The City of Spartanburg, whose fate was once married to the textile industry, is undergoing a revival with new businesses, a walkable downtown and a strong commitment to support the health of its residents. Despite this positive momentum, two attempts at operating a farmers market had already failed in the city. The Spartanburg Nutritional Council sought to restart the market in the best possible site, and with the support of the Mary Black Foundation, the Council retained PPS to select a new site for the market and prepare a plan to create an economically viable, community gathering place promoting healthy eating and lifestyles.
PPS conducted a training program for local stakeholders on developing and operating a successful market; assessed multiple sites for the market and recommended the site at the historic train depot near downtown; hosted a placemaking workshop at this site to get input from the community and future vendors and prepared a business plan for the market, which included a suggested merchandising mix, a start-up budget and operational pro forma.

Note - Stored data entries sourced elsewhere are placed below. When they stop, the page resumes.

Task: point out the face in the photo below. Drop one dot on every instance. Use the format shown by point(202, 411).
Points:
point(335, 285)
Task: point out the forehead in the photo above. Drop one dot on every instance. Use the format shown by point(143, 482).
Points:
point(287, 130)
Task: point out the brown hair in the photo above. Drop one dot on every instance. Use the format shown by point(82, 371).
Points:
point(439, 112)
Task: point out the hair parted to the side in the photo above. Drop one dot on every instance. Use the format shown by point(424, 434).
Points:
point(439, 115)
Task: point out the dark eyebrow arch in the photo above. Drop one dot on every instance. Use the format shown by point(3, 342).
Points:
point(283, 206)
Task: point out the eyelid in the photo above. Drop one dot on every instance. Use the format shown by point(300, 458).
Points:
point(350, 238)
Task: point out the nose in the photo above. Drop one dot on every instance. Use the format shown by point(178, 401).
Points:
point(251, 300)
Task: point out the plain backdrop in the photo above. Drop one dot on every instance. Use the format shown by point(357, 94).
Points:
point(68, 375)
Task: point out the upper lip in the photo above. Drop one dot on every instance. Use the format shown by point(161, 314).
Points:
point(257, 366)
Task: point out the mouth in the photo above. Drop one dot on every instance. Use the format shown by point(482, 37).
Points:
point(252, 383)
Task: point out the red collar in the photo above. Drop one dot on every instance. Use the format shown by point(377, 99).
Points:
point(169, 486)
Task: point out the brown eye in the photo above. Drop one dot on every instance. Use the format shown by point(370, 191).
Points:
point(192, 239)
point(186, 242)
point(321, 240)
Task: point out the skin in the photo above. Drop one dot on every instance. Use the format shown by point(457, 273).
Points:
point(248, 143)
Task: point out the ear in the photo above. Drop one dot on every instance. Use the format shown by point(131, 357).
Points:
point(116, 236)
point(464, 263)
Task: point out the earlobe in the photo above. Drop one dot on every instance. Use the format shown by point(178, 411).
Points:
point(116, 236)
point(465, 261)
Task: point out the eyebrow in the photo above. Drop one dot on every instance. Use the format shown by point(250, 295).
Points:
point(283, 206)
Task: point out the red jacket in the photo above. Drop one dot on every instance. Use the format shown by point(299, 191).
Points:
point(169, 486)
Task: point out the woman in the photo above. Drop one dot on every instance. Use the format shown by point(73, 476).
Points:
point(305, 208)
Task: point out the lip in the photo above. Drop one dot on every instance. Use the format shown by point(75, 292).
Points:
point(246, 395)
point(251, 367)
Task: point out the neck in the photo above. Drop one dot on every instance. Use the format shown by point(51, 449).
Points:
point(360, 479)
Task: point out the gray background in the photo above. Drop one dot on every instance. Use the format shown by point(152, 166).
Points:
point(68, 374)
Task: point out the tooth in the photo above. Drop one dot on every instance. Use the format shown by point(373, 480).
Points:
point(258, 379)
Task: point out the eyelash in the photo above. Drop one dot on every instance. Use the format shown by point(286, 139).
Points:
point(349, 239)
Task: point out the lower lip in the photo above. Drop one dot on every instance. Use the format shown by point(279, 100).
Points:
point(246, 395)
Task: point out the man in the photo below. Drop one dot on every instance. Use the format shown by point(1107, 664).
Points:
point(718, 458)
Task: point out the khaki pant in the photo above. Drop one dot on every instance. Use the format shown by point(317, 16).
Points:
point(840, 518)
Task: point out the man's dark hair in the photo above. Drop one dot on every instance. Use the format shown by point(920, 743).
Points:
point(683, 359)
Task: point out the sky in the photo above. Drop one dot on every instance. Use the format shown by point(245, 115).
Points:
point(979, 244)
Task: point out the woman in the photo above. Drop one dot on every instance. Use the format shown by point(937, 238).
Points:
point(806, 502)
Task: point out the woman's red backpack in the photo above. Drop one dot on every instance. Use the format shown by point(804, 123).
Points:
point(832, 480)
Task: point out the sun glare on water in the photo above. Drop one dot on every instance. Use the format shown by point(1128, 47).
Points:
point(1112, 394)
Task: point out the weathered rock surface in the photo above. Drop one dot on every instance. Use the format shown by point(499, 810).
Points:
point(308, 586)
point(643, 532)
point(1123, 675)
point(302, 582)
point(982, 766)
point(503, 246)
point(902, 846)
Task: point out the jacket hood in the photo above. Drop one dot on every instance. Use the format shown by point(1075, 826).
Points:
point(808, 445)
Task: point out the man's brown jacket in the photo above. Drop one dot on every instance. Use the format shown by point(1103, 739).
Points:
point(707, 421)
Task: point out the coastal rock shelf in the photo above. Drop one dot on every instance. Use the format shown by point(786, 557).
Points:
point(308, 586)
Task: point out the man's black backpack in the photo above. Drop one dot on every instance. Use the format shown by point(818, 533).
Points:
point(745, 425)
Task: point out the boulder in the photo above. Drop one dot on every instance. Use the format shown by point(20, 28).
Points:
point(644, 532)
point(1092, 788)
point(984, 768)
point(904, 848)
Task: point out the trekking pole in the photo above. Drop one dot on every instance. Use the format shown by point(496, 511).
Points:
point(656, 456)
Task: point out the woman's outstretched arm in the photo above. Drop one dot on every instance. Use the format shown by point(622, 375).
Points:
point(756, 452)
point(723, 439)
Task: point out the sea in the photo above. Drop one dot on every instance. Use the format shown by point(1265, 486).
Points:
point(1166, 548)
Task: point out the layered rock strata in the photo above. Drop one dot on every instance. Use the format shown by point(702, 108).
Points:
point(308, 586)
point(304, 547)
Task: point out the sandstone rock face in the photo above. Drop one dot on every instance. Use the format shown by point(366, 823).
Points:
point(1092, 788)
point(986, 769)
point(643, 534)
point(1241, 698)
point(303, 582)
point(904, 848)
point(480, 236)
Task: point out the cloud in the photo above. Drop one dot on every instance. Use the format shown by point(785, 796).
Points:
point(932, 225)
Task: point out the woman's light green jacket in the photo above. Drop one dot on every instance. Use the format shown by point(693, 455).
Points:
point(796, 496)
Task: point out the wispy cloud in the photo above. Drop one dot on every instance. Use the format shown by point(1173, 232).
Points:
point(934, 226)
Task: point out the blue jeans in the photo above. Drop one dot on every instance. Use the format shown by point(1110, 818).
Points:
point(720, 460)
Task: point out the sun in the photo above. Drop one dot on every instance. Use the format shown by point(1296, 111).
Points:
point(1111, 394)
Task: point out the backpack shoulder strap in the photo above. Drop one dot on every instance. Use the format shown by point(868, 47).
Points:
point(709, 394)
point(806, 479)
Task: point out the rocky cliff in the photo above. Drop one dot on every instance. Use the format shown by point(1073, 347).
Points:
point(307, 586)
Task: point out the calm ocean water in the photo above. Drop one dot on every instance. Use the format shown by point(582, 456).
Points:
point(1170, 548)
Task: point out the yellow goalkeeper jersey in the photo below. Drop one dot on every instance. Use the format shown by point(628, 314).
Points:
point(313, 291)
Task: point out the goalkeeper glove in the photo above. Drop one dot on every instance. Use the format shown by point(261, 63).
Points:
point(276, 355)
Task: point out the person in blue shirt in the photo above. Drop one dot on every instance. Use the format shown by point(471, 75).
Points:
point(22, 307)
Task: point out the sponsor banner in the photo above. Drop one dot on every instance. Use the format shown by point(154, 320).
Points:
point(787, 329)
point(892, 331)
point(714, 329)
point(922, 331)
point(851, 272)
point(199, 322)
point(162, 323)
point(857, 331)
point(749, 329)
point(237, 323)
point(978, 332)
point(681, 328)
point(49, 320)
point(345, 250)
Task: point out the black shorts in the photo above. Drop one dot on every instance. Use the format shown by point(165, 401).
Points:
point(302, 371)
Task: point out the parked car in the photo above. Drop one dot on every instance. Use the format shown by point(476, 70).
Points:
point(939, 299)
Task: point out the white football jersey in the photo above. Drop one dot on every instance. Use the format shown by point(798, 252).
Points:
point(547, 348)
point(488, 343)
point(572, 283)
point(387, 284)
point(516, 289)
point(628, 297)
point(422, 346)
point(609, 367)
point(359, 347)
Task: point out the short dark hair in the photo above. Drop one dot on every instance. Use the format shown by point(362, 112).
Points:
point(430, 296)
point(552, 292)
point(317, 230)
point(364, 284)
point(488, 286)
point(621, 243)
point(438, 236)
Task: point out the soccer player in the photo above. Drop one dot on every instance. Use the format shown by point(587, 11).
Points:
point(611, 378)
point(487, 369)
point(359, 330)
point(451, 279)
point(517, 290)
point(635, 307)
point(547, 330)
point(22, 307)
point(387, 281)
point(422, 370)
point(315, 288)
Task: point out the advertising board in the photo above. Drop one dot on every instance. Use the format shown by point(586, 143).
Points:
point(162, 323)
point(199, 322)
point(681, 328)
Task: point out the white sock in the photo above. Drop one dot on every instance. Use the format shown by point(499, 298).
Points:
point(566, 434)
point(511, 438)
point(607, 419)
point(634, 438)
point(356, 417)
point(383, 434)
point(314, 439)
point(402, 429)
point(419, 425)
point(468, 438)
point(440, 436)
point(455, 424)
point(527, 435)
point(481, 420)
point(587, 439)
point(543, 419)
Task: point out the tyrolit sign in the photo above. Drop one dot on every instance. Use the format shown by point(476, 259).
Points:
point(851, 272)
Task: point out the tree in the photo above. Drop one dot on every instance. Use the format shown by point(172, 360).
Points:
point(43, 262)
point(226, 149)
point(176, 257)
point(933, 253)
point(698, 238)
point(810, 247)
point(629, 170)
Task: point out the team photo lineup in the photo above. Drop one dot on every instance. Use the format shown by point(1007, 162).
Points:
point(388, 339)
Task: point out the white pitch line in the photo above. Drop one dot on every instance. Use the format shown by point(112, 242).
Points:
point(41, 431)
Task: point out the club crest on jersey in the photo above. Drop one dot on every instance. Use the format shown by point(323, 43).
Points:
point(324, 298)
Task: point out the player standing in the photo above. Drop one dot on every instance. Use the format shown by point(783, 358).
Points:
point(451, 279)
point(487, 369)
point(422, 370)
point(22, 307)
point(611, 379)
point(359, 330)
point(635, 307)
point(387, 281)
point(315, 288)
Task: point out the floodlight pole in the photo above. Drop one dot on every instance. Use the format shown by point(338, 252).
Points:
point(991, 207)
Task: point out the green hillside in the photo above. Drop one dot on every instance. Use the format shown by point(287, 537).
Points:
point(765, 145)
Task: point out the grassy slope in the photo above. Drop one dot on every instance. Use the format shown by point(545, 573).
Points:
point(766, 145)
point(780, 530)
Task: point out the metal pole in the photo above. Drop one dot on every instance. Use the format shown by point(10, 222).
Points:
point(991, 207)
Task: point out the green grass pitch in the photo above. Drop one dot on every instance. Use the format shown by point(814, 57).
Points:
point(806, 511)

The market opened in the summer of 2006 and became an immediate success. Over 750 people came to the opening day and vendors sold out. Since then, the market has grown steadily in terms of vendors, customers and programs, including the development of mobile markets and a Wednesday Downtown Lunch Market. In 2014, the market expanded into nearby Harvest Park through a joint effort between the Northside Development Group, the City of Spartanburg, the Butterfly Foundation and the Hub City Farmer's Market. The new location features a pavilion and ½ acre urban farm managed by the market, as well as a café and food store selling produce from local farmers. The market plans on expanding into year-round operation in 2016.